Economic Environment of the Diamond Industry in Mozambique and Tanzania
The Economic Environment of the Diamond Industry
In Mozambique and Tanzania
Both nations of Mozambique and Tanzania are among the poorest globally, with each supported through foreign subsidies and foreign direct investment (FDI) (Tanzania, 2011). The relative levels of poverty however have led to political unrest in Mozambique and diamond smuggling to Zimbabwe, where gems are in high demand in that nations' economy which is rampant with information today
(Latham, Katerere, 2011). Due to the strength of its mining operations in aluminum and abundance of natural resources however, Mozambique's GDP growth rate is expected to reach 8.3% in 2010 according to the CIA Factbook.
Tanzania is the 16th highest ranked producer of diamonds globally, having one of the highest quality of diamonds produced in their mining operations of any on the African continent (Macklem, 2003).
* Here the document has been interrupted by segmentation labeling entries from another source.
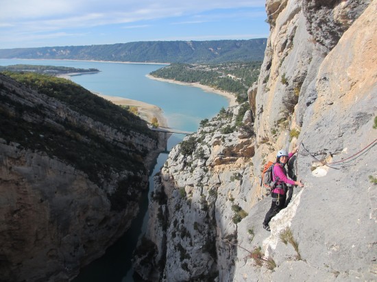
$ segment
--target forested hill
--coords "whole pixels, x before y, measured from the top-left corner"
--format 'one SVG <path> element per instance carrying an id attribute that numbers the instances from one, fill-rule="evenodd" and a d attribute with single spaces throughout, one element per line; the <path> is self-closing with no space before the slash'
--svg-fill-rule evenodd
<path id="1" fill-rule="evenodd" d="M 266 38 L 248 40 L 141 41 L 106 45 L 0 49 L 2 59 L 94 60 L 216 64 L 260 61 Z"/>

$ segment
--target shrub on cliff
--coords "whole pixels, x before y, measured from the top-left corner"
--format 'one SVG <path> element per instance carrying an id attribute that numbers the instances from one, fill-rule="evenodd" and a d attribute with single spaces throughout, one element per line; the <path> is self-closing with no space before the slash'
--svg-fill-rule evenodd
<path id="1" fill-rule="evenodd" d="M 180 144 L 180 153 L 184 155 L 191 155 L 196 146 L 196 140 L 190 136 L 188 140 L 183 140 Z"/>

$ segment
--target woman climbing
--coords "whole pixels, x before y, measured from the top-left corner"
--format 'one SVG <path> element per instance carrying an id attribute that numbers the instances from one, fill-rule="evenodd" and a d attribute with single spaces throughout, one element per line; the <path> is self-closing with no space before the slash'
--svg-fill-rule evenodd
<path id="1" fill-rule="evenodd" d="M 263 228 L 267 231 L 271 231 L 269 225 L 271 219 L 284 207 L 287 198 L 287 184 L 304 187 L 304 184 L 300 181 L 295 181 L 288 179 L 284 167 L 289 159 L 296 153 L 297 149 L 298 147 L 295 147 L 289 154 L 285 150 L 280 150 L 276 155 L 276 163 L 272 170 L 272 181 L 276 181 L 274 188 L 271 190 L 272 203 L 263 221 Z"/>

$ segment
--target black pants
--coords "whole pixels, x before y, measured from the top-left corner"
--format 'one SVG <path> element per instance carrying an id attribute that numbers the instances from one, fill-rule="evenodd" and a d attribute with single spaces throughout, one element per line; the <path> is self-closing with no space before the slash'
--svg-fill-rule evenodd
<path id="1" fill-rule="evenodd" d="M 278 194 L 273 193 L 273 200 L 278 198 Z M 265 221 L 263 221 L 263 225 L 268 225 L 271 219 L 275 216 L 276 214 L 280 212 L 280 210 L 284 207 L 286 195 L 280 195 L 279 201 L 273 201 L 271 203 L 271 207 L 266 214 L 265 217 Z"/>

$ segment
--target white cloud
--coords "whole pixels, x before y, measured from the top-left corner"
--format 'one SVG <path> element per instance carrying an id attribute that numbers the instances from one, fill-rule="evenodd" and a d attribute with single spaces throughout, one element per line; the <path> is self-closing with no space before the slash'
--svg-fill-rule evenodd
<path id="1" fill-rule="evenodd" d="M 4 2 L 4 1 L 3 1 Z M 60 27 L 66 27 L 82 18 L 82 25 L 93 26 L 90 15 L 101 14 L 97 25 L 132 22 L 144 19 L 178 16 L 203 11 L 247 7 L 264 7 L 264 0 L 192 0 L 177 1 L 165 0 L 12 0 L 1 3 L 0 24 L 16 23 L 24 21 L 42 21 L 60 18 Z"/>
<path id="2" fill-rule="evenodd" d="M 251 8 L 264 10 L 265 0 L 3 0 L 1 2 L 0 44 L 7 48 L 14 46 L 12 43 L 14 40 L 23 42 L 23 46 L 34 47 L 36 40 L 38 40 L 37 44 L 39 46 L 55 44 L 57 40 L 44 42 L 42 39 L 53 38 L 58 34 L 62 38 L 68 38 L 80 33 L 91 34 L 92 38 L 88 38 L 87 40 L 81 38 L 83 42 L 95 42 L 95 34 L 106 34 L 109 31 L 113 36 L 108 39 L 110 42 L 129 42 L 134 38 L 138 40 L 143 38 L 154 40 L 145 36 L 141 37 L 141 34 L 136 35 L 138 37 L 134 35 L 134 37 L 129 38 L 125 31 L 127 29 L 145 28 L 147 32 L 146 27 L 154 25 L 158 20 L 163 20 L 165 23 L 173 21 L 175 25 L 185 24 L 188 27 L 189 24 L 223 22 L 231 18 L 265 16 L 263 12 L 258 15 L 247 14 L 252 11 Z M 226 9 L 229 11 L 224 13 Z M 121 25 L 123 26 L 119 26 Z M 93 28 L 96 30 L 94 31 Z M 108 30 L 105 30 L 106 28 Z M 121 28 L 125 34 L 117 36 L 117 28 Z M 162 31 L 165 31 L 163 29 Z M 163 36 L 151 36 L 154 35 Z M 36 40 L 32 40 L 33 36 Z M 167 36 L 170 36 L 167 34 Z M 104 37 L 104 41 L 106 40 Z M 71 42 L 70 44 L 74 44 L 73 41 Z"/>

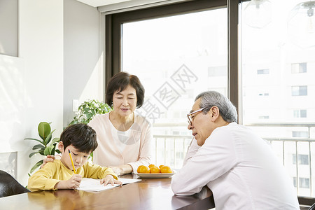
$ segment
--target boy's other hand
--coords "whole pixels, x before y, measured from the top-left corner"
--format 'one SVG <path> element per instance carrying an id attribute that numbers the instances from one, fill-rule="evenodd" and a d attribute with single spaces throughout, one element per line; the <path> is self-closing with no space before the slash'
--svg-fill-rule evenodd
<path id="1" fill-rule="evenodd" d="M 52 162 L 55 160 L 55 155 L 47 155 L 47 156 L 43 159 L 43 164 L 41 165 L 41 169 L 48 162 Z"/>
<path id="2" fill-rule="evenodd" d="M 103 184 L 103 183 L 104 183 L 104 186 L 107 186 L 107 184 L 108 184 L 108 183 L 111 183 L 112 186 L 113 186 L 114 183 L 118 184 L 120 186 L 122 184 L 122 183 L 121 181 L 120 181 L 119 180 L 115 180 L 112 175 L 106 175 L 106 176 L 105 176 L 105 178 L 103 178 L 102 179 L 101 179 L 101 184 Z"/>
<path id="3" fill-rule="evenodd" d="M 80 186 L 82 181 L 82 176 L 74 174 L 68 180 L 59 181 L 55 186 L 57 189 L 76 189 Z"/>

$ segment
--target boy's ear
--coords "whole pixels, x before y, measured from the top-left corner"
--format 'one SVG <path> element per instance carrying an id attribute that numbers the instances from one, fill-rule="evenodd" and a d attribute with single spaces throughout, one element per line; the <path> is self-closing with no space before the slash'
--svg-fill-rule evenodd
<path id="1" fill-rule="evenodd" d="M 63 152 L 64 150 L 64 143 L 62 141 L 59 141 L 58 144 L 58 149 L 60 152 Z"/>

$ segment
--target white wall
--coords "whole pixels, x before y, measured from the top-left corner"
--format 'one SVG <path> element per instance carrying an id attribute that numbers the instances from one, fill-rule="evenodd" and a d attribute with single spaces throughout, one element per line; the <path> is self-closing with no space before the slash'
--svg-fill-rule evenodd
<path id="1" fill-rule="evenodd" d="M 96 8 L 76 0 L 22 0 L 18 6 L 18 57 L 0 55 L 0 153 L 18 153 L 16 178 L 26 186 L 43 157 L 29 158 L 37 142 L 24 139 L 39 139 L 41 121 L 51 122 L 59 136 L 74 114 L 72 99 L 104 97 L 104 21 Z"/>
<path id="2" fill-rule="evenodd" d="M 38 138 L 37 126 L 41 121 L 51 122 L 52 128 L 57 129 L 53 136 L 62 131 L 63 29 L 62 0 L 20 1 L 19 57 L 25 65 L 25 123 L 14 128 L 14 132 L 24 130 L 24 137 Z M 18 151 L 17 179 L 23 185 L 27 183 L 31 167 L 43 158 L 28 158 L 35 144 L 27 141 Z"/>
<path id="3" fill-rule="evenodd" d="M 73 120 L 78 104 L 104 99 L 101 15 L 97 8 L 75 0 L 64 1 L 64 126 Z"/>

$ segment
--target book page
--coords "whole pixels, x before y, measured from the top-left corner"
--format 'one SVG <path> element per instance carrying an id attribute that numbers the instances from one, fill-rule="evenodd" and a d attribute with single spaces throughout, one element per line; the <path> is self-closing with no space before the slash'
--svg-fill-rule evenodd
<path id="1" fill-rule="evenodd" d="M 118 180 L 122 183 L 122 185 L 141 181 L 141 179 L 132 179 L 132 178 L 118 178 Z M 104 184 L 100 183 L 100 179 L 83 178 L 82 178 L 80 187 L 77 188 L 77 190 L 98 192 L 111 189 L 118 187 L 120 185 L 118 184 L 114 184 L 113 186 L 112 186 L 111 184 L 109 183 L 107 186 L 104 186 Z"/>

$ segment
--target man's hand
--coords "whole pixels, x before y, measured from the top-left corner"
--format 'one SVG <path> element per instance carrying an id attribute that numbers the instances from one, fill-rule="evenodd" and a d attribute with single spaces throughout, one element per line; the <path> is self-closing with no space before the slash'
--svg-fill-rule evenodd
<path id="1" fill-rule="evenodd" d="M 55 160 L 55 155 L 47 155 L 46 158 L 43 159 L 43 164 L 41 165 L 41 169 L 48 162 L 52 162 Z"/>
<path id="2" fill-rule="evenodd" d="M 80 186 L 82 181 L 82 176 L 74 174 L 68 180 L 59 181 L 55 188 L 57 189 L 76 189 Z"/>
<path id="3" fill-rule="evenodd" d="M 104 184 L 104 186 L 107 186 L 107 184 L 111 183 L 112 186 L 114 185 L 114 183 L 122 185 L 122 183 L 119 180 L 115 180 L 113 176 L 111 175 L 106 175 L 105 178 L 103 178 L 101 179 L 101 184 Z"/>

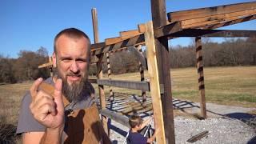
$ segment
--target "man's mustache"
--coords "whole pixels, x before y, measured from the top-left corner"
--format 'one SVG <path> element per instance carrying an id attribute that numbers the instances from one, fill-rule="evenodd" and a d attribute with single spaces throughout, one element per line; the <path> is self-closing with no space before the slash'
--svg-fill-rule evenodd
<path id="1" fill-rule="evenodd" d="M 80 77 L 80 74 L 67 74 L 66 76 L 76 76 L 76 77 Z"/>

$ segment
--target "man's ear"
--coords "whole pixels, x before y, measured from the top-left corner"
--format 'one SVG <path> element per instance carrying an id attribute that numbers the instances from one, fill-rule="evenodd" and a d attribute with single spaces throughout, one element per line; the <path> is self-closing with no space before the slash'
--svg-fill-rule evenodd
<path id="1" fill-rule="evenodd" d="M 55 53 L 54 52 L 53 53 L 53 66 L 54 66 L 54 67 L 56 67 L 56 66 L 57 66 L 56 62 L 57 62 L 57 58 L 56 58 Z"/>

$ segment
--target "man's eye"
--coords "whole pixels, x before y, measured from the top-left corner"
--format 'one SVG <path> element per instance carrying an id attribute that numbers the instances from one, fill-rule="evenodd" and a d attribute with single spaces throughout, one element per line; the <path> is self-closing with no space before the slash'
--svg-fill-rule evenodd
<path id="1" fill-rule="evenodd" d="M 82 63 L 82 62 L 86 62 L 86 61 L 84 59 L 78 59 L 76 60 L 78 62 Z"/>
<path id="2" fill-rule="evenodd" d="M 63 61 L 64 62 L 70 62 L 70 59 L 62 59 L 62 61 Z"/>

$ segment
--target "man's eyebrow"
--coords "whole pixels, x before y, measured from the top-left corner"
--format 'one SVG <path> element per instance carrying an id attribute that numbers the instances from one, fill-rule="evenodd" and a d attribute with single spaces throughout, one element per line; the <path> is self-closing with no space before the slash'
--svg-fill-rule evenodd
<path id="1" fill-rule="evenodd" d="M 60 59 L 73 59 L 73 58 L 70 56 L 62 56 L 62 57 L 60 57 Z"/>

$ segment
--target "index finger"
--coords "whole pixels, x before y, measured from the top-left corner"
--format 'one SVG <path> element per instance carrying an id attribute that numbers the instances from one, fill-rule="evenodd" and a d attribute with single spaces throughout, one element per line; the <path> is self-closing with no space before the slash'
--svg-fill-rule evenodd
<path id="1" fill-rule="evenodd" d="M 38 93 L 38 89 L 39 85 L 41 84 L 41 82 L 42 82 L 42 78 L 39 78 L 37 80 L 35 80 L 34 82 L 34 83 L 32 84 L 31 87 L 30 87 L 30 94 L 32 97 L 32 100 L 34 99 L 34 97 Z"/>

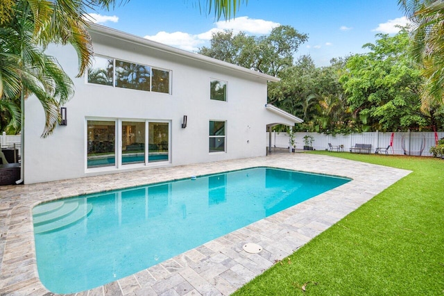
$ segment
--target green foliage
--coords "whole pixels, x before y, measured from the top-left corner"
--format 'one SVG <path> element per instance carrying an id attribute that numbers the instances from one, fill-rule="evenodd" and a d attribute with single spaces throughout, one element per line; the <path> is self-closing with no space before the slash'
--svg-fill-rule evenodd
<path id="1" fill-rule="evenodd" d="M 311 144 L 314 140 L 314 138 L 309 135 L 305 135 L 302 138 L 304 139 L 304 144 L 305 144 L 306 146 L 311 146 Z"/>
<path id="2" fill-rule="evenodd" d="M 421 65 L 425 77 L 421 92 L 422 107 L 444 105 L 444 2 L 398 0 L 411 23 L 410 55 Z"/>
<path id="3" fill-rule="evenodd" d="M 306 34 L 298 33 L 291 26 L 279 26 L 270 35 L 259 37 L 224 31 L 213 33 L 210 47 L 203 47 L 198 53 L 277 76 L 292 65 L 293 56 L 307 39 Z"/>

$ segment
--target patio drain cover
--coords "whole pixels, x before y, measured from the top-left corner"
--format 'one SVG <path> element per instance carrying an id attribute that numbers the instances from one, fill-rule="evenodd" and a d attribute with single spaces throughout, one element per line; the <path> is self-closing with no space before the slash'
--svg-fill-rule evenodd
<path id="1" fill-rule="evenodd" d="M 262 250 L 262 247 L 257 244 L 253 244 L 253 242 L 248 242 L 244 245 L 244 250 L 247 253 L 256 254 Z"/>

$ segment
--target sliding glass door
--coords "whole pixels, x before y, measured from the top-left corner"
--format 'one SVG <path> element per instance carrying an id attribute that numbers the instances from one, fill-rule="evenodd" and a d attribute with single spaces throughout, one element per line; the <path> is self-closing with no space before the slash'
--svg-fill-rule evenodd
<path id="1" fill-rule="evenodd" d="M 87 120 L 87 168 L 169 161 L 169 129 L 168 122 Z"/>
<path id="2" fill-rule="evenodd" d="M 122 122 L 122 165 L 145 163 L 145 122 Z"/>

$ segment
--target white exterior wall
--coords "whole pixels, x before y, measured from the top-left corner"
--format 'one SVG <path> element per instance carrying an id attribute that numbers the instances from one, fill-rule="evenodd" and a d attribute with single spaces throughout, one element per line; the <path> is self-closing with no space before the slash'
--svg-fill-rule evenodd
<path id="1" fill-rule="evenodd" d="M 67 126 L 58 126 L 53 134 L 45 139 L 40 138 L 44 125 L 43 109 L 36 98 L 26 100 L 26 183 L 264 156 L 266 124 L 277 122 L 293 124 L 266 110 L 266 80 L 262 77 L 117 38 L 94 33 L 92 36 L 96 55 L 171 70 L 171 94 L 87 83 L 85 77 L 74 78 L 78 71 L 78 60 L 71 47 L 49 49 L 48 53 L 56 56 L 73 78 L 76 93 L 65 105 Z M 228 82 L 226 102 L 210 99 L 212 78 Z M 183 115 L 188 117 L 186 129 L 181 127 Z M 87 169 L 87 119 L 117 118 L 169 121 L 169 163 Z M 209 153 L 209 122 L 212 120 L 227 122 L 225 152 Z"/>

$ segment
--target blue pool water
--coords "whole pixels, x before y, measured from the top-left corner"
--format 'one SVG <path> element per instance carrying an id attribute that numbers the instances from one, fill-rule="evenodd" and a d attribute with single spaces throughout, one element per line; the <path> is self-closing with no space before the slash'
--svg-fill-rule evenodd
<path id="1" fill-rule="evenodd" d="M 39 277 L 57 293 L 102 286 L 349 181 L 257 167 L 42 204 Z"/>

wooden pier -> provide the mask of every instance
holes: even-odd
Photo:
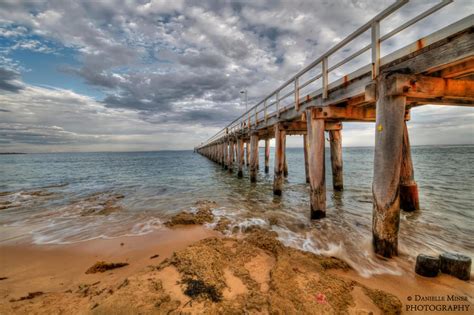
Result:
[[[341,191],[343,123],[375,122],[373,246],[382,256],[397,255],[400,209],[414,211],[420,207],[406,123],[410,110],[427,104],[474,105],[474,15],[381,56],[384,41],[452,1],[441,1],[381,35],[380,22],[407,2],[396,1],[195,151],[230,171],[236,151],[237,176],[242,177],[246,144],[250,181],[255,182],[259,140],[265,141],[264,167],[269,172],[269,139],[275,138],[273,193],[281,195],[288,175],[286,136],[303,135],[306,181],[311,188],[310,217],[321,219],[326,215],[325,131],[329,133],[333,187]],[[371,33],[368,46],[329,64],[331,56],[365,32]],[[330,81],[334,70],[368,51],[370,64]],[[321,87],[312,89],[317,82]]]

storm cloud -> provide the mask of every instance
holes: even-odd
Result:
[[[8,43],[0,47],[2,146],[191,148],[245,110],[242,89],[254,105],[392,2],[1,1],[0,39]],[[384,22],[382,33],[437,2],[409,3]],[[471,1],[456,1],[385,43],[383,51],[473,10]],[[331,62],[369,38],[364,34]],[[76,62],[59,71],[103,96],[31,85],[21,75],[35,69],[12,60],[15,51],[59,55],[61,49],[72,52]],[[349,67],[364,64],[365,57]],[[469,125],[466,117],[472,117],[465,109],[450,114],[453,124]],[[420,117],[431,126],[430,115]],[[167,137],[170,131],[182,137]],[[372,129],[354,127],[354,132],[372,134]]]

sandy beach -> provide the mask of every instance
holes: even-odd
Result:
[[[224,236],[201,225],[210,219],[203,203],[144,236],[3,245],[0,313],[420,314],[411,304],[472,310],[472,281],[423,278],[410,266],[402,276],[364,278],[342,260],[285,247],[261,227]],[[89,273],[101,261],[128,265]]]

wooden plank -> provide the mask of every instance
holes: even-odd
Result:
[[[474,68],[472,69],[474,72]],[[424,75],[393,74],[388,79],[387,95],[404,95],[411,99],[448,98],[474,103],[474,80],[457,80]]]

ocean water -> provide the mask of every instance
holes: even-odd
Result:
[[[287,149],[281,197],[272,194],[273,151],[265,174],[263,149],[255,184],[247,168],[238,179],[192,151],[0,155],[0,244],[143,235],[206,199],[218,204],[216,222],[230,219],[234,233],[261,225],[288,246],[340,257],[364,276],[400,274],[400,262],[418,253],[474,258],[474,146],[412,147],[412,158],[421,210],[402,211],[401,255],[390,261],[371,249],[370,147],[343,149],[343,192],[332,190],[326,150],[327,218],[320,221],[309,220],[302,148]]]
Paradoxically however, Tanzania has a negative balance of Payments, far higher Debt ($7.6B) and higher inflated (12% than Mozambique.
Economic Analysis
Both Mozambique and Tanzania are uniquely positioned to continually improve their economies given the support from foreign direct investment (FDI) and investment from multinational corporations (MNCs) in the infrastructure of both nations (Laffin, 2000). Both nations have for years concentrated on Corporate Social Responsibility (CSR) programs that seek to create greater competitiveness in the markets each sells into while also seeking to create greater investments in their respective infrastructures as well (Offenheiser, 2003). The stigma associated with the unethical practices in diamond trading, specifically "dirty" diamonds or those mined using slave labor (Economist, 2000) have in the past drastically reduced demand for Sierra Leone and Tanzania diamonds as well (Macklem, 2003).
The future direction of both economies is predicated on three critical economic goals being attained. Mozambique and Tanzania are reliant on investments from MNCs for their infrastructure, investment in education, and investments in IT systems and platforms to become more knowledge-based and less reliant on natural resources. These three catalysts are critical for the nations to capitalize on their diamond trade (Moldofsdky, 2004). Investing in infrastructure, education, and IT will also create more effective diamond trading networks further accelerating GDP growth and stabilizing inflation (Tanzania, 2011). For both nations to mitigate the risk of turning into a purely commodity-driven economy that must eventually rely on unethical labor to attain its ends (as is the case in Sierra Leone) (Economist, 2000) the judicious and effective management of MNC investment is critical. Table 1, Comparing Mozambique and Tanzania Economic Factors, shows comparisons of economic metrics over time and the forecasted values as based on the CIA Factbook data as the baseline. The political instability of Mozambique is a critical issue today and must be dealt with urgently through MNC-based programs that deliver on CSR-based goals. This has to be the path to this nation to gaining greater stability and economic growth needs to be based on capital investment in infrastructure, education and long-term investments in IT for the diamond industry to have a strong network to trade within.